Down These Mean Streets. A Stunning Autobiography of Corruption and Innocence. [Signed Copy]
A Street-Fighting Man
Signed by the author, his first book. This copy owned by a Freedom Summer volunteer and Civil Rights protestor.
Story of a young Puerto Rican man living in Spanish Harlem whose difficult life in the barrios becomes a tangle of crime, Hispanic machismo, drugs, street fights, infidelity, imprisonment. Thomas serves seven years in jail, punished for a bloody armed robbery attempt in which he was shot. In prison, Thomas converts to Islam and, eventually, upon freedom, becomes drug-free and a drug rehabilitation social worker, working first in Spanish Harlem, then in Puerto Rico. How to Be a Negro Without Really, Trying Sex in the Can, Mucho Days and Nights in Gray are sample chapter headings displaying the grit and starkness of Thomas’s writing.
“Critics praised Down These Mean Streets for its powerful depiction of the hellish conditions of inner-city life and hailed Thomas as a chronicler of a previously ‘silenced’ group—the negritos, or black Puerto Ricans of Spanish Harlem.” [Andrews, Foster, Harris] A slang glossary is at the end. Suvak 319: “Thomas [...] succeeds in boldly portraying several major phases of his prison career.”
Description: Down These Mean Streets. A Stunning Autobiography of Corruption and Innocence. [Signed Copy]
New York: Knopf, 1967. First Edition. 333pp. Octavo. Cloth. Signed by the author. Ownership name and two to three words neatly ink underlined on three leaves, [e.g. “Ah’s a home boy” (p169)] by Joseph A. Herzenberg, II while attending Yale in 1968. Herzenberg II, civil rights activist, would become the first elected official in North Carolina to be openly gay.¹ Top-edge stain faded; very good in a pictorial dust jacket in fine condition.

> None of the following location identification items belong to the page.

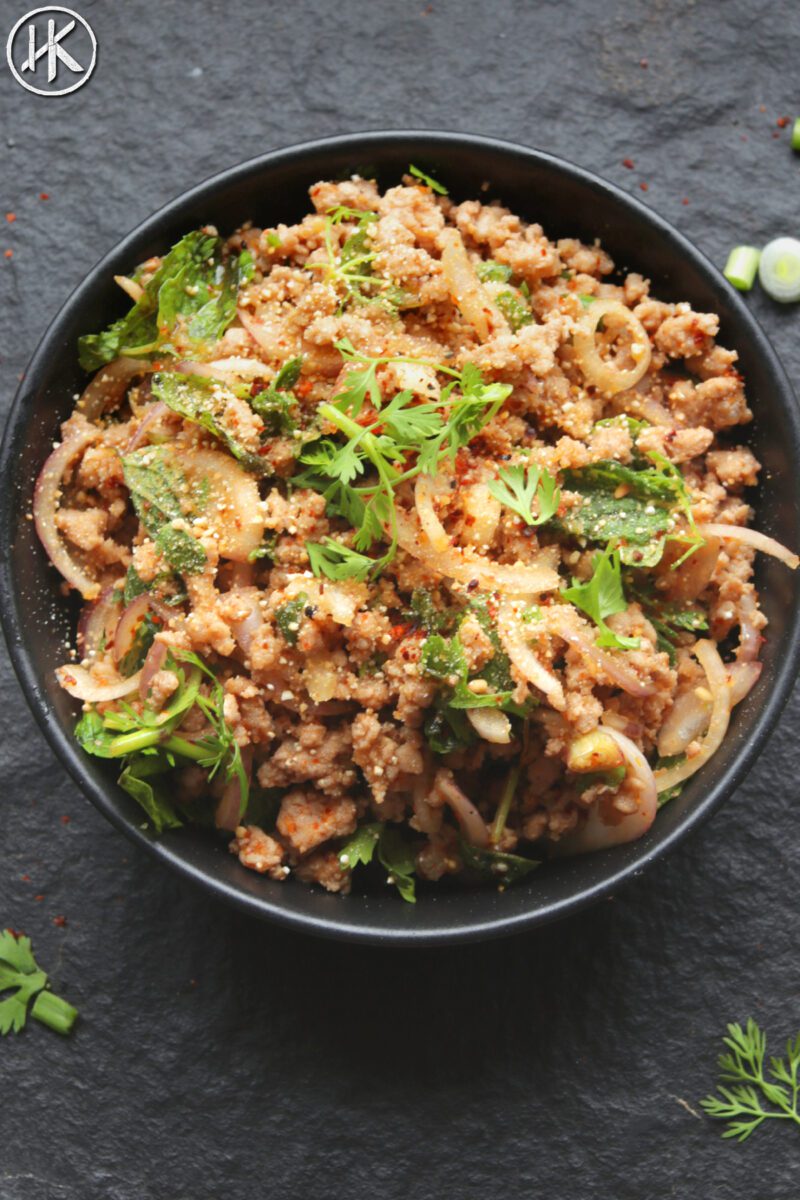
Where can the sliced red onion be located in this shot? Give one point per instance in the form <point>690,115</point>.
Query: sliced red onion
<point>152,665</point>
<point>97,622</point>
<point>750,639</point>
<point>609,665</point>
<point>46,502</point>
<point>109,385</point>
<point>606,826</point>
<point>152,415</point>
<point>751,538</point>
<point>127,625</point>
<point>83,685</point>
<point>467,815</point>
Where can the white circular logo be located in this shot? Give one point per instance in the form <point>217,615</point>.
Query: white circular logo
<point>40,58</point>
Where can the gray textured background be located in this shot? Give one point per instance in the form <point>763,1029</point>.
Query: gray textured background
<point>217,1056</point>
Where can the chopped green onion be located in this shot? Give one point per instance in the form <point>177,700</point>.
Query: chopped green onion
<point>780,269</point>
<point>741,267</point>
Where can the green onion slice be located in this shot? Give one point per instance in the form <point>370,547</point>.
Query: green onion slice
<point>741,267</point>
<point>780,269</point>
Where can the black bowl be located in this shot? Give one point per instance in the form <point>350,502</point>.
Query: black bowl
<point>567,202</point>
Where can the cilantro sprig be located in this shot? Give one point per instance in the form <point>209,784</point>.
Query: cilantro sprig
<point>395,855</point>
<point>392,444</point>
<point>601,597</point>
<point>149,743</point>
<point>517,489</point>
<point>744,1083</point>
<point>29,990</point>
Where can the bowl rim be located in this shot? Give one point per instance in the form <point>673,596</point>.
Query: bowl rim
<point>64,745</point>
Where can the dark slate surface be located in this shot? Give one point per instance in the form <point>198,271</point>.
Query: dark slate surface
<point>221,1057</point>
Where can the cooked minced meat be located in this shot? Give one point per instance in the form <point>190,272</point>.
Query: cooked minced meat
<point>407,534</point>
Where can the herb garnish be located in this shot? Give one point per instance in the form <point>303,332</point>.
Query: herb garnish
<point>194,286</point>
<point>404,429</point>
<point>394,853</point>
<point>743,1078</point>
<point>22,976</point>
<point>601,597</point>
<point>517,489</point>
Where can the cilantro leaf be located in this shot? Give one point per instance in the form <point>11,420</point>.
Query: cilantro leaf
<point>515,311</point>
<point>517,490</point>
<point>192,283</point>
<point>426,179</point>
<point>489,271</point>
<point>397,857</point>
<point>394,853</point>
<point>22,976</point>
<point>160,495</point>
<point>136,780</point>
<point>602,597</point>
<point>288,617</point>
<point>361,846</point>
<point>495,864</point>
<point>338,562</point>
<point>205,402</point>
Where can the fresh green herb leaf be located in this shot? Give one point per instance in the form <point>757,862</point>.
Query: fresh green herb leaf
<point>205,403</point>
<point>134,586</point>
<point>143,640</point>
<point>193,283</point>
<point>160,493</point>
<point>518,489</point>
<point>744,1083</point>
<point>394,853</point>
<point>397,857</point>
<point>515,311</point>
<point>602,597</point>
<point>288,617</point>
<point>22,976</point>
<point>136,780</point>
<point>266,550</point>
<point>338,562</point>
<point>495,864</point>
<point>426,179</point>
<point>612,779</point>
<point>489,271</point>
<point>447,729</point>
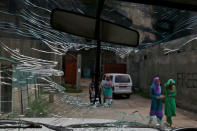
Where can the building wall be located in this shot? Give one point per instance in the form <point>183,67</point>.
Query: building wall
<point>151,62</point>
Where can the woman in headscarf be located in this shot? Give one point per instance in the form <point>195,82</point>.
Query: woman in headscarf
<point>156,104</point>
<point>170,104</point>
<point>107,87</point>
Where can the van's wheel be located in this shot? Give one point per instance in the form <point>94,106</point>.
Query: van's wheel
<point>128,96</point>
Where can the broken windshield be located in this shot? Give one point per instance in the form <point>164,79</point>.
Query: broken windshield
<point>48,74</point>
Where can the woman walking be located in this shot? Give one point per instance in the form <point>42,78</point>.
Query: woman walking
<point>107,87</point>
<point>156,104</point>
<point>170,104</point>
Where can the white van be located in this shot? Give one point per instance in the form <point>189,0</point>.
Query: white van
<point>122,83</point>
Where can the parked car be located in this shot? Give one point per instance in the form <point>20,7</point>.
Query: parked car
<point>122,83</point>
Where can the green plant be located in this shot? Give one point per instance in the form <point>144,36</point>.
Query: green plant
<point>38,108</point>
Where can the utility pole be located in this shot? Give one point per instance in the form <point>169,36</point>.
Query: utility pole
<point>98,51</point>
<point>78,71</point>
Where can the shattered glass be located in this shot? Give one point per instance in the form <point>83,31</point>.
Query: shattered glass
<point>30,19</point>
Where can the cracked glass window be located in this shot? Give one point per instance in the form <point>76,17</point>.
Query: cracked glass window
<point>47,76</point>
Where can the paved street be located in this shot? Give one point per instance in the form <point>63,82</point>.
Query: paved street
<point>136,107</point>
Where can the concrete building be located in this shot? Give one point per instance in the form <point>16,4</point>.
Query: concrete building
<point>179,65</point>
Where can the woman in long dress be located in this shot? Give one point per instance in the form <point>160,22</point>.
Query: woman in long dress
<point>156,104</point>
<point>170,104</point>
<point>107,87</point>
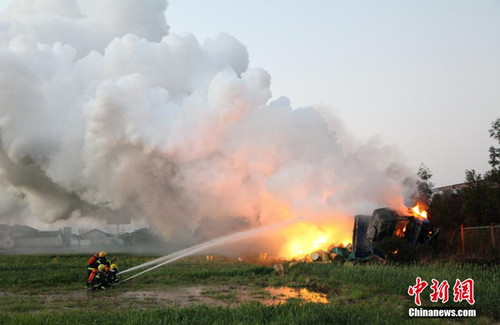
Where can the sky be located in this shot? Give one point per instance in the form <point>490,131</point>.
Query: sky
<point>423,75</point>
<point>420,75</point>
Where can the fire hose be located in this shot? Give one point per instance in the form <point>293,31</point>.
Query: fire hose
<point>200,247</point>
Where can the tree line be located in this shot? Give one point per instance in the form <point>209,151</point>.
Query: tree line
<point>477,204</point>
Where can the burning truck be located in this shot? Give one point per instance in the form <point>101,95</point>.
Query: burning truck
<point>385,223</point>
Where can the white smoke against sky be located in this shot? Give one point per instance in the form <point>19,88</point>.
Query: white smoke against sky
<point>103,111</point>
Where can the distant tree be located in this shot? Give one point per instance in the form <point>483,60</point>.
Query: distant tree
<point>495,152</point>
<point>424,186</point>
<point>482,197</point>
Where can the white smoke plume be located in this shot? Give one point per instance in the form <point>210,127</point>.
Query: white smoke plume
<point>103,111</point>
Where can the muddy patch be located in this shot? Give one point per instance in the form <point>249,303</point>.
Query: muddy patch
<point>183,296</point>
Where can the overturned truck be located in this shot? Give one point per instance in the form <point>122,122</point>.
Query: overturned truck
<point>384,223</point>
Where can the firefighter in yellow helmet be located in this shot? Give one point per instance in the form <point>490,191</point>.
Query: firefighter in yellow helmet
<point>99,281</point>
<point>93,264</point>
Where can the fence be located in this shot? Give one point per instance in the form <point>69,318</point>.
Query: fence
<point>480,241</point>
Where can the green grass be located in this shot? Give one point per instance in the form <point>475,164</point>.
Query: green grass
<point>49,290</point>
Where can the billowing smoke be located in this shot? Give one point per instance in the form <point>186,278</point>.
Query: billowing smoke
<point>103,111</point>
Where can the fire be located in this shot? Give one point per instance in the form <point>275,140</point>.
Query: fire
<point>418,212</point>
<point>305,238</point>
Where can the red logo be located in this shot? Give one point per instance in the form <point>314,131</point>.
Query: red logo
<point>439,291</point>
<point>417,289</point>
<point>462,290</point>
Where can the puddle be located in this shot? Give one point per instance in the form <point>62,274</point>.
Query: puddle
<point>216,295</point>
<point>284,293</point>
<point>226,295</point>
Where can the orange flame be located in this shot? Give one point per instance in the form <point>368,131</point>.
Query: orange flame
<point>306,238</point>
<point>418,212</point>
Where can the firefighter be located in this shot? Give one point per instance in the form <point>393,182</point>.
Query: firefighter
<point>111,276</point>
<point>93,264</point>
<point>99,281</point>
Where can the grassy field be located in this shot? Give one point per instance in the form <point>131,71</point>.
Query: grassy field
<point>50,290</point>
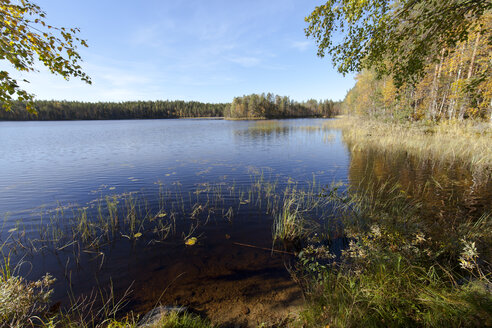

Blockson Collection 2738. 1. “One of his first major involvements with politics was working as a Freedom Summer volunteer in 1964 in Mississippi. He was briefly jailed as a civil rights protester that same year. From 1965 to 1967, Herzenberg worked as assistant professor and chair of the History Department at Tougaloo College, a historically African American school in Jackson, Miss., and a hotbed of civil rights activism in the 1960s. At Tougaloo, he met and was briefly married to an African-American woman at a time when interracial marriages were illegal.” —UNC Finding Aid, Joseph A. Herzenberg Papers, 1883-2006.